Check them out at the Owl!
URSU has teamed up with the CBC to host their Canadian Concert Series at the Owl this fall. Shows will be introduced by a CBC personality and will feature an all-Canadian line-up. The series kicks off Thursday, Sept. 24 with a performance by Saskatoon’s Close Talker and openers Yes We Mystic. I spoke with Close Talker members Matthew Kopperud, Chris Morien, and Will Quiring via telephone, just as they stepped off a B.C. ferry:
I see by your schedule that you’re in B.C. now, and then off to L.A. after your performance in Regina. Has this been a long tour for you?
Matthew Kopperud: No, this hasn’t been too long of a tour. We’re playing the Break Out West music awards this weekend, so with that in mind we thought we’d book a few shows along the way there and back, kind of make the trip more worthwhile.
Any good rock and roll tour stories?
MK: I just about missed the ferry this morning. We were waiting in line for the ferry, and I went into the little coffee shop there, and was working away on my computer, and then I came out and all the cars were gone. So I had to literally run onto the ferry, but not where I was supposed to. I wound up talking to many people in fluorescent-coloured vests, but we figured it out… we’ve been pretty notorious for almost missing ferries, but we have yet to actually miss one.
Last time we were in L.A., our brakes were completely shot on our van… the master cylinder had exploded, so literally the only way to brake our van was to push the pedal, which was attached to a wire and would pinch the metal, so we had to pull onto the shoulder a few times to avoid hitting cars. But we did get our brakes fixed.
Have you played at the Owl before?
MK: We have not, though we’ve heard good things… We played the Exchange, and we played O’Hanlons a few times, but we have yet to play the Owl, and we’re very much looking forward to it.
What has been your favourite place to perform?

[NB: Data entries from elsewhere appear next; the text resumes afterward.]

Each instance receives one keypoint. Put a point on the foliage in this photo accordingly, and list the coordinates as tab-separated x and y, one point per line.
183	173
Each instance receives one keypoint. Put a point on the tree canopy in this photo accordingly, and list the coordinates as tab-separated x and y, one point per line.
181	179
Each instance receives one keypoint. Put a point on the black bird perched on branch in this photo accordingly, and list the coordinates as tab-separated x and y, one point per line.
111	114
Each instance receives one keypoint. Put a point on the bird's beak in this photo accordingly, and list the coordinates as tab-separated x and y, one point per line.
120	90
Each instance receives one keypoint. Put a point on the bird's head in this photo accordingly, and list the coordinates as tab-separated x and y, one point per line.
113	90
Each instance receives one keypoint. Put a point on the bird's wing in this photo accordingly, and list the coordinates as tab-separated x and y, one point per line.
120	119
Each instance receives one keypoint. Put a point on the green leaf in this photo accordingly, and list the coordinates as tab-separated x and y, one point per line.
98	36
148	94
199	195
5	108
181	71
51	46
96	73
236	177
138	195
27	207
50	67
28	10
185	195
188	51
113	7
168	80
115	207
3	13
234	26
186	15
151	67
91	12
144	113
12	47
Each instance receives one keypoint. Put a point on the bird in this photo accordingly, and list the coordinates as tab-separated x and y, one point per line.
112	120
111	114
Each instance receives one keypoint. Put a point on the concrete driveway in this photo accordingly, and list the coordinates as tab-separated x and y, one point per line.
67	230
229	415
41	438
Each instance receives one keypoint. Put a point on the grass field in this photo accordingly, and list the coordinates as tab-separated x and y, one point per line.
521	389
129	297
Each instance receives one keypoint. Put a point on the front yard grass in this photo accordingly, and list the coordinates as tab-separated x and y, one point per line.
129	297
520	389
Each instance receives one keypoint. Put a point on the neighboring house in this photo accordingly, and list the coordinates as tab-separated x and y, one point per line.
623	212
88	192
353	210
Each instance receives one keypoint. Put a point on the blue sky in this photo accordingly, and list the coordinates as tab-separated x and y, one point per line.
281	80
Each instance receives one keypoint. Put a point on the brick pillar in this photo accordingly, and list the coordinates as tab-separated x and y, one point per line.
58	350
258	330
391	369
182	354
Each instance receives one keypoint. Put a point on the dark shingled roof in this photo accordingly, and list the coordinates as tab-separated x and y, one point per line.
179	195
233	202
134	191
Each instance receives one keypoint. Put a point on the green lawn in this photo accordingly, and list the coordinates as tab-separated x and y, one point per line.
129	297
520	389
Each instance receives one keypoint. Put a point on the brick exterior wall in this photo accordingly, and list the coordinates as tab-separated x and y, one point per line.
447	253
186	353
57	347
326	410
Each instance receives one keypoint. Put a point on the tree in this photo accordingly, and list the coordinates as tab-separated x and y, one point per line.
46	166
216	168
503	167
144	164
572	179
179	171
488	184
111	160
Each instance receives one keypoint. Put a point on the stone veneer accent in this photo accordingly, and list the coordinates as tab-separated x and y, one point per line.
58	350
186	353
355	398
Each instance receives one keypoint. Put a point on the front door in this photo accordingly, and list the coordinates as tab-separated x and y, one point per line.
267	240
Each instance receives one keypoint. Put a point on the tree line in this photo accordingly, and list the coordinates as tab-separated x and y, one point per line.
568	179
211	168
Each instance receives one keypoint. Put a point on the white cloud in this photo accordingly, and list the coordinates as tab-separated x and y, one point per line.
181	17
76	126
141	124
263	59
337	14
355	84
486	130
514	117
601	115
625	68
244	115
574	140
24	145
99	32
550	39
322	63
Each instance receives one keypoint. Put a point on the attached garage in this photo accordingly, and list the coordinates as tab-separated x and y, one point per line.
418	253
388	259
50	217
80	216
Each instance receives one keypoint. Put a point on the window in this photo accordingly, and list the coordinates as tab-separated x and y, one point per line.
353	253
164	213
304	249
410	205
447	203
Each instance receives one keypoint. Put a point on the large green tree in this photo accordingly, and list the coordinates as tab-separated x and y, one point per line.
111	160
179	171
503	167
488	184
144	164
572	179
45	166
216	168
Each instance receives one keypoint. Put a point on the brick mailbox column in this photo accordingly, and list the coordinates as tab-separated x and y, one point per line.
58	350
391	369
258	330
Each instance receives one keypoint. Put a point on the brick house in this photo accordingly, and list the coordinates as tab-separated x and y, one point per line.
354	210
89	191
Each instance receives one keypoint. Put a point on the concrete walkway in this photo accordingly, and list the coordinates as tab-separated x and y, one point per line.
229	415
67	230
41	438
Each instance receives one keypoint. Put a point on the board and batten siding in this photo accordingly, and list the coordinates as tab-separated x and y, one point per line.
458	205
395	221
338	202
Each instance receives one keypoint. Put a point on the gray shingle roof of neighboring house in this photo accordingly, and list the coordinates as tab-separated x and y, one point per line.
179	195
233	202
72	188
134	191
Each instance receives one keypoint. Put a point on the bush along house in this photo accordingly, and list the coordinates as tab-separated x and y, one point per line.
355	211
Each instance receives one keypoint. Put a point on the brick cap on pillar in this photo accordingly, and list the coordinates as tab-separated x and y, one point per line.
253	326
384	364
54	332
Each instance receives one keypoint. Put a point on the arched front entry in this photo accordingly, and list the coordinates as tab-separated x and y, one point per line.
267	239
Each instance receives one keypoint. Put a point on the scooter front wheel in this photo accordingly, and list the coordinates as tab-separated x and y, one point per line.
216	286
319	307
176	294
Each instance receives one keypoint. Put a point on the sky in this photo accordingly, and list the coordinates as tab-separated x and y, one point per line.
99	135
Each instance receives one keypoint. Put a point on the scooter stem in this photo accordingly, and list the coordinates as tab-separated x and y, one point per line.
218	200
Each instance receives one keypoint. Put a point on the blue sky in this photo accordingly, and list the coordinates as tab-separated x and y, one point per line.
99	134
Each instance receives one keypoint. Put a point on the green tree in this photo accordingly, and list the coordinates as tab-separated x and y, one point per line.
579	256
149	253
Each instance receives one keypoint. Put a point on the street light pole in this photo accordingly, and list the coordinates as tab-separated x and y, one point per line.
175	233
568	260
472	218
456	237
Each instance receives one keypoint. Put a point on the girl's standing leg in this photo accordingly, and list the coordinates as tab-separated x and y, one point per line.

Chris Morien: I think my most recent favourite show… we were in Brighton for the Great Escape festival… it was just packed with a whole bunch of British people, and people from all over the world. We just had a blast playing it.
Tell me about your latest album Flux, which came out last year.
MK: Flux is definitely an album that marks a transition for us. In many ways we were turning a page, both in our social lives as well as musically… we were writing more as the four of us in the band at the time. Lyrically, it’s not a concept album by any stretch, but there are themes documenting this season of change in our lives… we tried to be much more intentional about our writing process and not necessarily write music that might have pop sensibility… we tried to write music we believed in.
Is there a new album in the works?
MK: There very much is a new album in the works. We’ve been writing and just recording little demos on our iPhones since summer, really. We wrote what I feel might be a big chunk of the record overseas in Europe. We stumbled upon a rehearsal space in Munich, Germany… that was a place where we felt very creative. Now that we’re home in Canada, and back in our own space, we’ve been continuing to write. We’re hoping to record in the near future.
The music video for Burnstick was released this month, and features some crazy visual effects. What was that like to make?
MK: That was really cool. We’ve been fortunate enough to work with some really talented people. We did quite a bit of repetition for every angle… and we only had two black shirts between the four of us. We filmed it all through the night, but we were constantly switching shirts and passing them back and forth, and by the end of the night they absolutely reeked.
You’re performing as part of the Canadian Concert Series. Who are your favourite Canadian artists right now?
MK: I think a band that we’ve consistently respected [is] the band Royal Canoe, out of Winnipeg.
CM: One of my favourite Canadian bands right now is Yukon Blonde, from Vancouver. They took a little bit of a break, but they always put on an amazing live show. So much energy, and they’re great people.
Will Quiring: One of my favourite Canadian artists, he’s a lot less known, but he’s a guy from Edmonton who goes by the name of Motorbike James. Whenever we get a chance we listen to his EP, and it’s awesome.
Do you have any Canadian musical influences?
MK: Yeah, definitely. A band that influenced us in particular earlier on would be Half Moon Run, from Montreal. There’s another band that we grew up listening to, and we’ve since become friends with them is We Are the City, from Vancouver.
CM: I’ve always been a big fan of Broken Social Scene. I don’t know if I draw a lot from them in any particular way, but I’ve always liked their stuff.
WQ: Hey Rosetta. They’re from the east coast, and they’re awesome. Their last record is really, really special.
Is being Canadian an advantage, or disadvantage in the music industry?
MK: I would be quick to say that it is an advantage in regard to exporting talent. As a band we’ve been very fortunate to be able to go overseas, and I’m not sure if we were from the United States if we’d have the means or the resources to do so. In regards to government funding, we’re incredibly thankful to be from Canada. It is a different creative sphere… in short, we love Canada and we’re thankful to be from here.